The stack is allocated with a single guard page at the bottom. That is, a page that is not mapped for write. At function entry, the stack pointer is decremented by the stack frame size, which is less than the size of a page, and then the program arranges to write a value at the lowest address in the newly allocated stack frame. If the end of the stack has been reached, this write will cause a processor exception and ultimately be turned into some sort of upcall from the OS to the user program -- e.g. a signal in UNIX family OSes.
The signal handler (or equivalent) has to be able to determine this is a stack extension fault from the address of the instruction that faulted and the address it was writing to. This is determinable as the instruction is in the prolog of a function and the address being written to is in the guard page of the stack for the current thread. The instruction being in the prolog can be recognized by requiring a very specific pattern of instructions at the start of functions, or possibly by maintaining metadata about functions. (Possibly using traceback tables.)
At this point the handler can allocate a new stack block, set the stack pointer to the top of the block, do something to handle unchaining the stack block, and then call the function that faulted again.

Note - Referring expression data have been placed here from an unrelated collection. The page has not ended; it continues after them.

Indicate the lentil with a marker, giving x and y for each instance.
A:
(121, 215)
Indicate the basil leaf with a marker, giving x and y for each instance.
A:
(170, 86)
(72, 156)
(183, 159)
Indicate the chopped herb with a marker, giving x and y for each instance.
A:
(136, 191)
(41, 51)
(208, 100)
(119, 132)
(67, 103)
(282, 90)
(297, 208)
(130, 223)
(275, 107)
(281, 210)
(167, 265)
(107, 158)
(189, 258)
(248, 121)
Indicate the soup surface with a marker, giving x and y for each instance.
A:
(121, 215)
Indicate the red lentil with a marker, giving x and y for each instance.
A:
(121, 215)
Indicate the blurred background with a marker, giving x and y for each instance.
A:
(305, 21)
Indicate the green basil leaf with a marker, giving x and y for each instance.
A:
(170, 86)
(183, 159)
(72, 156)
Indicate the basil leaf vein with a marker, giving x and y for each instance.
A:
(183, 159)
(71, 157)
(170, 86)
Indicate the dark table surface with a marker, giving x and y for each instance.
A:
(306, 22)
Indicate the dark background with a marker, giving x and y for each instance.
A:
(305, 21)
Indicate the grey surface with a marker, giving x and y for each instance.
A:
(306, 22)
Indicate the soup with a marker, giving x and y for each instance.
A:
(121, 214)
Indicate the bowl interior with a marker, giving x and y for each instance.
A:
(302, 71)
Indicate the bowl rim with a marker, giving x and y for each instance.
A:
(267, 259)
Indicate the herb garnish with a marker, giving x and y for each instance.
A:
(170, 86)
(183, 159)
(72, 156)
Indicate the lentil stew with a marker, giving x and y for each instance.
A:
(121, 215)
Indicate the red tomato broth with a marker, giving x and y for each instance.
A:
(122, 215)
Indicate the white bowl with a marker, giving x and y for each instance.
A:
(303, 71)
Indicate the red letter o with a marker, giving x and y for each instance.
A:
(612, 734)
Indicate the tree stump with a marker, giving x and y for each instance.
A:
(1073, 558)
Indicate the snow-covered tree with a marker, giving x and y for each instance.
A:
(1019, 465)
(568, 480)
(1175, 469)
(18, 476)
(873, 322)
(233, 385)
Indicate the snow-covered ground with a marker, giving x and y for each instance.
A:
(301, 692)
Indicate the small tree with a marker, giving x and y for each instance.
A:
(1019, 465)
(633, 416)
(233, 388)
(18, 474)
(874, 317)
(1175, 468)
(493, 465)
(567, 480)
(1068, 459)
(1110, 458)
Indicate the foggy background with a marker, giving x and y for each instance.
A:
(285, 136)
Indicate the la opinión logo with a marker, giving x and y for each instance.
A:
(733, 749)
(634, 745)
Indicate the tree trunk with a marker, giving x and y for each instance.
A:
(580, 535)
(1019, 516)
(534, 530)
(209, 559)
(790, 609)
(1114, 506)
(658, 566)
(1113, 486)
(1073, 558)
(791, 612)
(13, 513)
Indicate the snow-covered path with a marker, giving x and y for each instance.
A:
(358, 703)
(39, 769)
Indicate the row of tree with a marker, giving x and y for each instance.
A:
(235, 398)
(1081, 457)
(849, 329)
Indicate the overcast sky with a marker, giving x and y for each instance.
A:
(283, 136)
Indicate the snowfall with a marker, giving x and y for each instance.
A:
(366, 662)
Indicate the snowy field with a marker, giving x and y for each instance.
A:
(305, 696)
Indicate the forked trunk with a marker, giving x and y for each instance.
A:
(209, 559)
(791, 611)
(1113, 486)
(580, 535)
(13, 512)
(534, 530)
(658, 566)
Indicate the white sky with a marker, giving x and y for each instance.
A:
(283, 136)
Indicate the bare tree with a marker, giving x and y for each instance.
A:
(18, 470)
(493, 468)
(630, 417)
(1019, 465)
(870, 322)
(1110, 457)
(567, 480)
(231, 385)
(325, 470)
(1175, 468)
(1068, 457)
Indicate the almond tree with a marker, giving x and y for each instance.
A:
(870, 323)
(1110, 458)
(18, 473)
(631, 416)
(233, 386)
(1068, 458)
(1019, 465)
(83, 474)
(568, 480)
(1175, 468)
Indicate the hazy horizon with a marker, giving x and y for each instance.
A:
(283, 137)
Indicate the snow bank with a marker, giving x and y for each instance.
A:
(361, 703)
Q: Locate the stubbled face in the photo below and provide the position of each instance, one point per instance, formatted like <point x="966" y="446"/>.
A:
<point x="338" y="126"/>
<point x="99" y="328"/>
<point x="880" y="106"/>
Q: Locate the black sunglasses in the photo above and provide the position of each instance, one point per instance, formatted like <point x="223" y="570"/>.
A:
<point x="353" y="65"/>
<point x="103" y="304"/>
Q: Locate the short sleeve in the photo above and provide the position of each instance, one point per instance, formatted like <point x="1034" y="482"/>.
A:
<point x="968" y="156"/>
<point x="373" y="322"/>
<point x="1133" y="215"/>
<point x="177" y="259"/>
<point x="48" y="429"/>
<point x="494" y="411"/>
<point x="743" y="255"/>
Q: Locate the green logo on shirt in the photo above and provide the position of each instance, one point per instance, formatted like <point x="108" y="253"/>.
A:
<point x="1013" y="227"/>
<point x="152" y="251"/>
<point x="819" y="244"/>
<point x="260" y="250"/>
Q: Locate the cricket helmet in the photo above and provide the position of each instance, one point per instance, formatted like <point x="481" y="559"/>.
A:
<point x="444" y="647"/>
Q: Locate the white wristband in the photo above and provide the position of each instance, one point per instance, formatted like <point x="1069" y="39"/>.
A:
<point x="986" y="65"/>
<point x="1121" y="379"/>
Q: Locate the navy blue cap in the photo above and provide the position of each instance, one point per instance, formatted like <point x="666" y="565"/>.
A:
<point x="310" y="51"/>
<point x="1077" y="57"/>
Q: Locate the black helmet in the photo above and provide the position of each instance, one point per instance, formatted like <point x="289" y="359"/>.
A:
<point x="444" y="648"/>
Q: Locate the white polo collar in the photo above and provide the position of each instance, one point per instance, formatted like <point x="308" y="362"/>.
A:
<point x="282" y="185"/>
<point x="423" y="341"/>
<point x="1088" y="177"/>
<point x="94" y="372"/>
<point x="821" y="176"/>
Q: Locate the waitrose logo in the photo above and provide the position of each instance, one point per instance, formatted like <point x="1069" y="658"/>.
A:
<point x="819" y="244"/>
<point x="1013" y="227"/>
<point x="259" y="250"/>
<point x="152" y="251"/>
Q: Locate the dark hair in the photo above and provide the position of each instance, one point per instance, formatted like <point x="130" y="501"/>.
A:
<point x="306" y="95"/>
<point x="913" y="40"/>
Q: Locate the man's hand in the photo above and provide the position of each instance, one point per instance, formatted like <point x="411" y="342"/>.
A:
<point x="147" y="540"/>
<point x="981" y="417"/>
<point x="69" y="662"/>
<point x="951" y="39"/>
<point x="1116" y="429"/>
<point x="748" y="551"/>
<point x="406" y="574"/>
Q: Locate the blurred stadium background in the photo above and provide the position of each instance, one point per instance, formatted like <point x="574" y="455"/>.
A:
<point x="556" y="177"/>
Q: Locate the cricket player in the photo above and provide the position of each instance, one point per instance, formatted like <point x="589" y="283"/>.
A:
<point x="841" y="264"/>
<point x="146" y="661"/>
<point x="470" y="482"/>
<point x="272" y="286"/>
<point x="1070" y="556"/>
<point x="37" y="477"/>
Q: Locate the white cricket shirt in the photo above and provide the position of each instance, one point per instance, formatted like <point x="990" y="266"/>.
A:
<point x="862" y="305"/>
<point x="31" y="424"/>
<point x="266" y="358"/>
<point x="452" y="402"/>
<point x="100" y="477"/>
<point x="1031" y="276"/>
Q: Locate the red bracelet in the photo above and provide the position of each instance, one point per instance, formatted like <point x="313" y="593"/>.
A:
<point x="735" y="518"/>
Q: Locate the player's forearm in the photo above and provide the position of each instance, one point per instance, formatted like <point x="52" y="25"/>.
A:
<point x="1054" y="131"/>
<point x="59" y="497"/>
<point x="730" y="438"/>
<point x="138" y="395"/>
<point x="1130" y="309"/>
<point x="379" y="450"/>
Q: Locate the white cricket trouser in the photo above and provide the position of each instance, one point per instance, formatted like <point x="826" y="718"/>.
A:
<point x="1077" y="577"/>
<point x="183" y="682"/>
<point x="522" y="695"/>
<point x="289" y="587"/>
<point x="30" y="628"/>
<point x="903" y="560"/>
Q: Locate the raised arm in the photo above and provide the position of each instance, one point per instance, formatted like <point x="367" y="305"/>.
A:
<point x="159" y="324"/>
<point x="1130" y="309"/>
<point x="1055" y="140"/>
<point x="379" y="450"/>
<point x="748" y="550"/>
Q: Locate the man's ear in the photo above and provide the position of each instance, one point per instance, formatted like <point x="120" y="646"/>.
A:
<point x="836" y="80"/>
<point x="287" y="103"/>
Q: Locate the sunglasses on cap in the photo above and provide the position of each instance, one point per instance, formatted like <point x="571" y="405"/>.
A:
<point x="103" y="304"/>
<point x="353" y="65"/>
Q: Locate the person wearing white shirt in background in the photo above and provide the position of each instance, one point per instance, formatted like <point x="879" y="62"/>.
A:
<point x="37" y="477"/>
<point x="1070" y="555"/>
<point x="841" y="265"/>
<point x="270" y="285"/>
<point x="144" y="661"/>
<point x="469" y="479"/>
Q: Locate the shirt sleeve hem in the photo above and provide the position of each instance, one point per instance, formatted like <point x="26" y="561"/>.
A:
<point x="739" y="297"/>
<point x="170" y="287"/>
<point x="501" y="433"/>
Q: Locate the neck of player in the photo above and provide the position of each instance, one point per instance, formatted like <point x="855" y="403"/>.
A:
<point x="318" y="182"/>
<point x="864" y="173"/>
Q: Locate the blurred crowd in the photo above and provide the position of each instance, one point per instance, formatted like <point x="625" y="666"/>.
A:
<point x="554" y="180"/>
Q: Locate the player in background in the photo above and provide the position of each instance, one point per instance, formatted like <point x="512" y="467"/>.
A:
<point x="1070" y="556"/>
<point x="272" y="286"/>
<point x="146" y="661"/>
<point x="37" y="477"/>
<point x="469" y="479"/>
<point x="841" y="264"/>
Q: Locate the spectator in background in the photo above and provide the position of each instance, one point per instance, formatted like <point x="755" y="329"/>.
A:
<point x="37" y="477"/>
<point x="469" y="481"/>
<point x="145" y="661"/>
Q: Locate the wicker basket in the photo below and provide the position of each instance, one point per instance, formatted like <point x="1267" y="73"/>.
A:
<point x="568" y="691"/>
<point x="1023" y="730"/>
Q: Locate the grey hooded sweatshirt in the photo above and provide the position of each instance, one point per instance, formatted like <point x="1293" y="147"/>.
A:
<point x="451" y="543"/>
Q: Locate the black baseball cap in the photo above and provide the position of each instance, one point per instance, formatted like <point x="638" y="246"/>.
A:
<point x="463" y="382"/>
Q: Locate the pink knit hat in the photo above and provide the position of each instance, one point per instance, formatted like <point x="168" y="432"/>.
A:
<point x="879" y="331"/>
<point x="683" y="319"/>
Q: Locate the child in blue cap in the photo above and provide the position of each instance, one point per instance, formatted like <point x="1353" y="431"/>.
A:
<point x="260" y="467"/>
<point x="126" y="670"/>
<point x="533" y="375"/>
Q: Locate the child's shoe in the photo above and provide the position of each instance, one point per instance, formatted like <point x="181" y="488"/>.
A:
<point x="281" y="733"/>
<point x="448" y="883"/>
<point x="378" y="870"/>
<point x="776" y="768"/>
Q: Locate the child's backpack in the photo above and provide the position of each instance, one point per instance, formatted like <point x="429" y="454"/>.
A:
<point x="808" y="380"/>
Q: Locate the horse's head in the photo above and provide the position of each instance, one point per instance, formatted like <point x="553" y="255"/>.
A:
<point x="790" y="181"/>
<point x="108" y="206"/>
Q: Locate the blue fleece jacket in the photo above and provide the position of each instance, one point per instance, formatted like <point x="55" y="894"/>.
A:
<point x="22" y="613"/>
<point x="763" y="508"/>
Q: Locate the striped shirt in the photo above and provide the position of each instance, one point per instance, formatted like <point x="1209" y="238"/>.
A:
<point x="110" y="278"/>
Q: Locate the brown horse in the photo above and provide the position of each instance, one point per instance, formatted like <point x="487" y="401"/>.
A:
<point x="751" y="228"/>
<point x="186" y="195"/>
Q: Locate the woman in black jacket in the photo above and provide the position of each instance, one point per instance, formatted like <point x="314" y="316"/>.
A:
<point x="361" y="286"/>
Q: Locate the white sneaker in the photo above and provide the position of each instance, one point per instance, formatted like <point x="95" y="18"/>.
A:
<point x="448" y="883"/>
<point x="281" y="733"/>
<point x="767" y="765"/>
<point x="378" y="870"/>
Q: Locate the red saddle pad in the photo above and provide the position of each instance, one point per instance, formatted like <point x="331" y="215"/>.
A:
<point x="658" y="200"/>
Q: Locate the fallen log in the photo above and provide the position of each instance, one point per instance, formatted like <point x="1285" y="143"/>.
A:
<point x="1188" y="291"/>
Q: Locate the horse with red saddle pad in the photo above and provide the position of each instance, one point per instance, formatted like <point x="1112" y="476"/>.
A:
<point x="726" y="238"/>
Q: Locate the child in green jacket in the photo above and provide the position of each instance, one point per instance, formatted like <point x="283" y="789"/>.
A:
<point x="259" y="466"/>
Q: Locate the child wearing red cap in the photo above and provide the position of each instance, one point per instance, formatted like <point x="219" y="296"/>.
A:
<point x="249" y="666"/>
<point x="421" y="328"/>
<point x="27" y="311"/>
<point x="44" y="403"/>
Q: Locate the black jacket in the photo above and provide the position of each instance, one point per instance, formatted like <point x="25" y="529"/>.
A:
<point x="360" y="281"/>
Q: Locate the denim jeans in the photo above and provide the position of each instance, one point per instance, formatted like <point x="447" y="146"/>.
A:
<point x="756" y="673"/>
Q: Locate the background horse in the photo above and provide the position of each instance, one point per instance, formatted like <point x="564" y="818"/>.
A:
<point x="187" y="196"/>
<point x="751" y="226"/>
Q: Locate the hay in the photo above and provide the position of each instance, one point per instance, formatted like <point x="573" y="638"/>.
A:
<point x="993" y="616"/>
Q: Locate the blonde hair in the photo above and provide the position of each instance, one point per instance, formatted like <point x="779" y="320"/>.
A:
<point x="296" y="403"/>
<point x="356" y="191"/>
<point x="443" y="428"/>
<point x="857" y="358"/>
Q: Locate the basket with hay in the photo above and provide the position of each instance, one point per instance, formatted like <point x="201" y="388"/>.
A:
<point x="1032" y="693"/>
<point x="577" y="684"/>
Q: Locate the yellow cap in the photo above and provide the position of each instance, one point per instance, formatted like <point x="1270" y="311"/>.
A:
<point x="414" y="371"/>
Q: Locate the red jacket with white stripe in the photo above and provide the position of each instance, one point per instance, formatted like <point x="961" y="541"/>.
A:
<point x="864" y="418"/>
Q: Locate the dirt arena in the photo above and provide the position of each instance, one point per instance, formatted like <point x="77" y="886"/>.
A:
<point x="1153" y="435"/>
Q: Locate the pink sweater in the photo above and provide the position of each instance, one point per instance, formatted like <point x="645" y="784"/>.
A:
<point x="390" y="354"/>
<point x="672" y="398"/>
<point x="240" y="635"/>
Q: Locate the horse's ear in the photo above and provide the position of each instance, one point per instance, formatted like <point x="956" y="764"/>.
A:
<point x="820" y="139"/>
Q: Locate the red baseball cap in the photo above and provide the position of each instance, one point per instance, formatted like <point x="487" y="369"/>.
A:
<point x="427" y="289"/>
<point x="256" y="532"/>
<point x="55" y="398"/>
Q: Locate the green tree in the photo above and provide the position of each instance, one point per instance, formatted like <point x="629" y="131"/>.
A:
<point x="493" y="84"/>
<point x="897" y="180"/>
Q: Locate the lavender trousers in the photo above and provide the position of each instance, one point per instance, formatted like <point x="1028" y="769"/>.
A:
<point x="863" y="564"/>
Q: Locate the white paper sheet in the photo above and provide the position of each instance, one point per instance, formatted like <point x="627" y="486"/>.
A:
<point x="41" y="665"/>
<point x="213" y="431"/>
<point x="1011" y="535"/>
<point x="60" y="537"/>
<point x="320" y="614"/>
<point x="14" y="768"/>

This second call is safe because the fault is in the function prolog the compiler generated and no side effects are allowed before validating there is enough stack space. (The code may also need to fixup the return address for architectures that push it onto the stack automatically. If the return address is in a register, it just needs to be in the same register when the second call is made.)
Likely the easiest way to handle unchaining is to push a small stack frame onto the new extension block for a routine that when returned to unchains the new stack block and frees the allocated memory. It then returns the processor registers to the state they were in when the call was made that caused the stack to need to be extended.
The advantage of this design is that the function entry sequence is very few instructions and is very fast in the non-extending case. The disadvantage is that in the case where the stack does need to be extended, the processor incurs an exception, which may cost much much more than a function call.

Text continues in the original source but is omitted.